Jones continued to work on stage into his mid-80s, demonstrating an eight-show-a-week discipline and stamina that many actors a fraction of his age struggle to maintain.
In Gore Vidal's election satire, The witnessJones was one of two octogenarians to steal the show (the other was Angela Lansbury), playing a former president staring into the abyss of mortality but invigorated by the fight of a contentious primary race and wary of which candidate will win his support.
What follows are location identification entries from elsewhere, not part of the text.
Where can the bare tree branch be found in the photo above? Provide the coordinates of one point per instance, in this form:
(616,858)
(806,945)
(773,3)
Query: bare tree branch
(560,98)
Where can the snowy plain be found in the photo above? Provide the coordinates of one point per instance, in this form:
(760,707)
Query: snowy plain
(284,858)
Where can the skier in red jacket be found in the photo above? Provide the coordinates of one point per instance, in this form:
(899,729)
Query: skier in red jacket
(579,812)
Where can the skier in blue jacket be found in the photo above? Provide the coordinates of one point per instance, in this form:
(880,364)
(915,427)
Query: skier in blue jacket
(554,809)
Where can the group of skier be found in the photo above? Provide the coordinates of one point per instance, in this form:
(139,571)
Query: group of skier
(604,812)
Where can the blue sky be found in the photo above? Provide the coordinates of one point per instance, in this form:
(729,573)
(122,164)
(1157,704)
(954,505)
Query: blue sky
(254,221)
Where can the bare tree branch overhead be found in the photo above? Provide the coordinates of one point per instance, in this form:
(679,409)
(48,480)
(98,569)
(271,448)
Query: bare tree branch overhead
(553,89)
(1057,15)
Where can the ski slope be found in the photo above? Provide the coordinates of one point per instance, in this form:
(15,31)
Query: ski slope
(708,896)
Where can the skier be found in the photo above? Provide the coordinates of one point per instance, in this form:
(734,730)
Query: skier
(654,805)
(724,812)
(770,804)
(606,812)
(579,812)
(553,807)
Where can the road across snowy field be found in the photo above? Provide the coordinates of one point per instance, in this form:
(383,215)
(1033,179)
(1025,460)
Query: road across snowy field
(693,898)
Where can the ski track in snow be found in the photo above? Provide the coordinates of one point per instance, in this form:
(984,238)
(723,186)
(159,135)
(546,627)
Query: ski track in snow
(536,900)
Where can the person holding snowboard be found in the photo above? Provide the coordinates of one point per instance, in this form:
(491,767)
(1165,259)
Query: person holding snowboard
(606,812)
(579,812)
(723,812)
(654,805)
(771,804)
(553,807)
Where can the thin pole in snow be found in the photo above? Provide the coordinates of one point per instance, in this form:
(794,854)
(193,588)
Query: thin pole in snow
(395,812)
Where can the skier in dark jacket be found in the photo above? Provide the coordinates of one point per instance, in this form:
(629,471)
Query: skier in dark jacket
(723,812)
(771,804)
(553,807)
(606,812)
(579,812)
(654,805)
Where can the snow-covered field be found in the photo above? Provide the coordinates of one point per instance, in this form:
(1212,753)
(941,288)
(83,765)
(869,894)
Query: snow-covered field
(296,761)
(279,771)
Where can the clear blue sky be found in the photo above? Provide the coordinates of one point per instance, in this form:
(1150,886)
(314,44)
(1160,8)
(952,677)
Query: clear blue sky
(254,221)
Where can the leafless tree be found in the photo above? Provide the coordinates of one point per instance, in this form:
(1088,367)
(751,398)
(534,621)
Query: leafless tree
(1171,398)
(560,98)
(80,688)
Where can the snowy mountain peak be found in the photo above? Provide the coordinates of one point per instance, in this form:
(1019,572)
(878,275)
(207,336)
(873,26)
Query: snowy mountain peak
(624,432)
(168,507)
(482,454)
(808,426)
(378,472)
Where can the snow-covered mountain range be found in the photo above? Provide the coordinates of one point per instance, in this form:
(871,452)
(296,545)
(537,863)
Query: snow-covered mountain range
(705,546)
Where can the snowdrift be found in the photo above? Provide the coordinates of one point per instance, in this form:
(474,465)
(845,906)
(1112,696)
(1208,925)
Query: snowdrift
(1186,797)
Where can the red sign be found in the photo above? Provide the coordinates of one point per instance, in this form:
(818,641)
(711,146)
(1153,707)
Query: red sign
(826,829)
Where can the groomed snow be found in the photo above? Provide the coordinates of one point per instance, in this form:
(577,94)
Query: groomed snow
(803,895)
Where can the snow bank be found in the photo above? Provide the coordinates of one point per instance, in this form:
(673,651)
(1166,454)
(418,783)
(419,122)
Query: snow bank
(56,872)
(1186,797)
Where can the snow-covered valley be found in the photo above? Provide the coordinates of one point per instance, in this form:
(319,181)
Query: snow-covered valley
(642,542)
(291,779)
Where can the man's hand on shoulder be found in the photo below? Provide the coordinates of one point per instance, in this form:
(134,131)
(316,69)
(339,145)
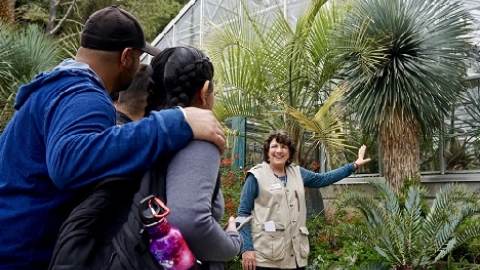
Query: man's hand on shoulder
(205,126)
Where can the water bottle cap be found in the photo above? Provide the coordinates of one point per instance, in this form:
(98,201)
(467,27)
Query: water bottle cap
(152,210)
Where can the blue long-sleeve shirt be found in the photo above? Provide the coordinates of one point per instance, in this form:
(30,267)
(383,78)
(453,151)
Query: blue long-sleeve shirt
(310,180)
(61,139)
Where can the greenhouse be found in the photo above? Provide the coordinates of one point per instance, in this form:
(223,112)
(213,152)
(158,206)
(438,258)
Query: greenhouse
(453,152)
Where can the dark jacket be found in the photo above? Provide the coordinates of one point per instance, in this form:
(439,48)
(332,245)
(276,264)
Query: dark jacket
(61,139)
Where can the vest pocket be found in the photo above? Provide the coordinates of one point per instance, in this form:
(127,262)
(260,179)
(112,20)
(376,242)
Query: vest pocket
(270,245)
(304,245)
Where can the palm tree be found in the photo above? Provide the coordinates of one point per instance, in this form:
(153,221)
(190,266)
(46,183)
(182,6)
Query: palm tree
(23,53)
(7,11)
(279,75)
(406,93)
(406,233)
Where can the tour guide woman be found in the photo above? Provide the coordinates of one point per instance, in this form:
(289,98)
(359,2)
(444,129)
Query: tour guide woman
(274,196)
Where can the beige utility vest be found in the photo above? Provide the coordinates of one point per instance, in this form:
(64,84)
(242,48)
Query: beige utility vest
(286,245)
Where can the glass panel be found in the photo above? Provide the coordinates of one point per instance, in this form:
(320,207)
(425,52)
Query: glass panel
(187,29)
(462,141)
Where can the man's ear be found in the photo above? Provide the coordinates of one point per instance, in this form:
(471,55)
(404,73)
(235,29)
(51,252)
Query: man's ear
(204,93)
(126,57)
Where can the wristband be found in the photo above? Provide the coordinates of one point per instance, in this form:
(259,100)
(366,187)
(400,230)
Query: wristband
(184,113)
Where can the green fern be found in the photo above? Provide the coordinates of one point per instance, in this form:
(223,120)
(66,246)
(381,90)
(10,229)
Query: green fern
(407,235)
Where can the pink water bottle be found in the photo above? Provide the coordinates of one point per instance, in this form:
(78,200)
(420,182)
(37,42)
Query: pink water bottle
(167,244)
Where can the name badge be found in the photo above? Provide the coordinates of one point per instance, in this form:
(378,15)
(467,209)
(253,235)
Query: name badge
(276,186)
(269,226)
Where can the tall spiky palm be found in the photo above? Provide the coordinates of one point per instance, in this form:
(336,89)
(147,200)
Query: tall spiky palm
(269,65)
(406,93)
(7,11)
(23,53)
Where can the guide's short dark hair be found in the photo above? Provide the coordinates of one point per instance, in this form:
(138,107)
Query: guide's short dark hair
(282,137)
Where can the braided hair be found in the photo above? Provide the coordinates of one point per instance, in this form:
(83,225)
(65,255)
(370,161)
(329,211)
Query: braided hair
(178,74)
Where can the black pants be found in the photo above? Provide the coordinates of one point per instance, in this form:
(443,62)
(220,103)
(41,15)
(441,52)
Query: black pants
(268,268)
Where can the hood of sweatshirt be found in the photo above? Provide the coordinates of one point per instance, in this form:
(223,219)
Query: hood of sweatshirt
(68,67)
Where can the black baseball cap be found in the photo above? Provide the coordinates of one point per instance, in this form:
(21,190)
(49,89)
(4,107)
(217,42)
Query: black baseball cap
(114,29)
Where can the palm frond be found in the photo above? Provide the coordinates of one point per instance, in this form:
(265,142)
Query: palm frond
(423,45)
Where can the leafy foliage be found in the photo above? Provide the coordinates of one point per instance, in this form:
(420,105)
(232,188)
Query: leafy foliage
(423,44)
(285,70)
(405,233)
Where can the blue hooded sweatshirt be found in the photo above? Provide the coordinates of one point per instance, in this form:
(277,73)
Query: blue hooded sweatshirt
(61,139)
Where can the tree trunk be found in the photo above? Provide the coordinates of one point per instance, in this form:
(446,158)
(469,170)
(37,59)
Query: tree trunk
(7,11)
(52,14)
(400,148)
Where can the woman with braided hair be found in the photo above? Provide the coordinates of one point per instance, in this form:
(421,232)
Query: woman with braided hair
(182,76)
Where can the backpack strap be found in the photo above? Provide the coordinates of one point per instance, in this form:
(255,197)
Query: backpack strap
(216,190)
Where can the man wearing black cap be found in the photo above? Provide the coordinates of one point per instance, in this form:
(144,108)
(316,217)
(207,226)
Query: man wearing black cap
(63,137)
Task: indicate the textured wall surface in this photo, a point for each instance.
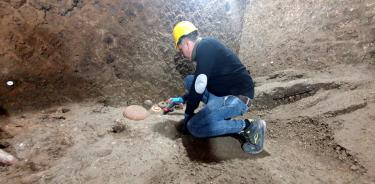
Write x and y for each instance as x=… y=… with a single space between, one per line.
x=122 y=51
x=313 y=34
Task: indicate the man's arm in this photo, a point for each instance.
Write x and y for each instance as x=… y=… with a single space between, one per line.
x=205 y=62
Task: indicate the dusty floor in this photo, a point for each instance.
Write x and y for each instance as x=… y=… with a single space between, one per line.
x=320 y=130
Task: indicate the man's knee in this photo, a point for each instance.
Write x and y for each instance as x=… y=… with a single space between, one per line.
x=196 y=130
x=188 y=81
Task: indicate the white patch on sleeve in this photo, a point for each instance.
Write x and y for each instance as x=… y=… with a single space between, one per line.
x=200 y=83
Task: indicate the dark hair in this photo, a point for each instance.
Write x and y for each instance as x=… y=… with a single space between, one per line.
x=193 y=36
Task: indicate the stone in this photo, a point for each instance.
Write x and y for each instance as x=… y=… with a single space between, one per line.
x=7 y=158
x=135 y=112
x=148 y=104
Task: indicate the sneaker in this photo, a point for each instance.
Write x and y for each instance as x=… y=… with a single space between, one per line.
x=254 y=136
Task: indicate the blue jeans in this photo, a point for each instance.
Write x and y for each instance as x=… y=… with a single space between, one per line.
x=214 y=119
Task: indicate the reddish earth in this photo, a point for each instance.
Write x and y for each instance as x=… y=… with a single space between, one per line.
x=77 y=64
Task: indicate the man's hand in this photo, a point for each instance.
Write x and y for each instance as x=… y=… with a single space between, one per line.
x=182 y=128
x=176 y=100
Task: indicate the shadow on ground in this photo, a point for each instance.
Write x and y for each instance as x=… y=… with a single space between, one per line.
x=208 y=150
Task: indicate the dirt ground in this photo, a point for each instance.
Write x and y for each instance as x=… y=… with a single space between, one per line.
x=320 y=130
x=76 y=64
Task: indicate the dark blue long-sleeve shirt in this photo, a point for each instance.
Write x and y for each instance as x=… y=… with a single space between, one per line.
x=219 y=71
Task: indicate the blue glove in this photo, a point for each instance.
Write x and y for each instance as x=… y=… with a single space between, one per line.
x=176 y=100
x=183 y=126
x=187 y=118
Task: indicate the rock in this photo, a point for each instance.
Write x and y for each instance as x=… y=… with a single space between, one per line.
x=354 y=167
x=118 y=127
x=135 y=112
x=65 y=110
x=148 y=104
x=156 y=109
x=7 y=158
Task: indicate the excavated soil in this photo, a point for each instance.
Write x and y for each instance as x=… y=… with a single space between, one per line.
x=325 y=136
It was a real pleasure playing the benevolent grandfather of an eccentric family in a lively 2014 revival of Moss Hart and George S. Kaufman's screwball comedy You can't take it with youplaying the role with a twinkle in his eye but also with the seriousness and wisdom that make him an effective peacemaker in times of crisis. “Life is beautiful if you let it come to you,” he said in one of the most memorable lines of the 1936 comedy.
Jones's last Broadway role, in 2015, was another pairing of two stage titans, with Cicely Tyson as the bickering, prankster residents of a retirement home in The Gin Game. The rather slim work was given substance and vitality by the joy of watching two shrewd old pros light each other up. The following year, Jones received a Lifetime Achievement Tony.
While he made his film debut with a small role in Stanley Kubrick's film Dr. Strangelove in 1964, my first encounter with Jones on screen was on late-night TV in Martin Ritt's 1970 film The Great White Hopeadapted from the play that had won Jones his first Tony the previous year.
He reprised the part of Jack Jefferson, a character based on real-life boxer Jack Johnson, whose streak of victories angered the sport’s racist fans, prompting them to seek out a white challenger to defeat the heavyweight champion. Jack’s ultimate defeat comes when authorities target him for his courtship of a white woman, played by fellow Tony winner Jane Alexander.
That film, which earned Jones his first and only Oscar nomination (the Academy gave him an honorary award in 2012), launched a film career that would span six decades, though he was rarely afforded the leading roles that a white actor of his caliber would have had.
His booming voice made him a natural for roles of authority, but he radiated strength even in silence. Jones could also modulate the powerful instrument that became his trademark to bring out warm, velvety textures in more avuncular parts, invariably displaying great depth of feeling, whether he was playing arrogance or humility.
Besides Darth Vader, movie audiences probably know Jones best for his role as Admiral James Greer in three Tom Clancy adaptations, The Hunt for Red October, Patriotic Games AND Clear and present danger; and as the king of an imaginary African nation in Arriving in America and its sequel, which was his last appearance in a feature film.
Other notable screen roles include the South African church minister whose son is arrested for murder in Mourn the beloved country; the representative of black coal miners in West Virginia in John Sayles's labor drama Mathematical; and the disillusioned author and activist who helps Kevin Costner's Iowa farmer pursue his vision of a baseball field in his cornfield, where the ghosts of legendary players are welcome, in the fantasy drama The Man of Dreams.
I prefer to remember Jones in one of his earliest and perhaps least distinctive screen roles, the 1974 romantic comedy-drama Claudinein which he plays a garbage man who falls in love with the main character played by Diahann Carroll, a single mother raising six children in Harlem.
It's a delicious, bittersweet, funny film, with two brilliant lead performances. Claudine It bucked the Blaxploitation trend of the time to consider the hopes and dreams of ordinary African Americans, grappling with poverty, the indignities of welfare, and systemic inequality. It also has a killer soundtrack by Curtis Mayfield with vocals by Gladys Knight & the Pips.
Or maybe I'll simply choose to remember Jones fondly as the elegant gentleman in the elevator.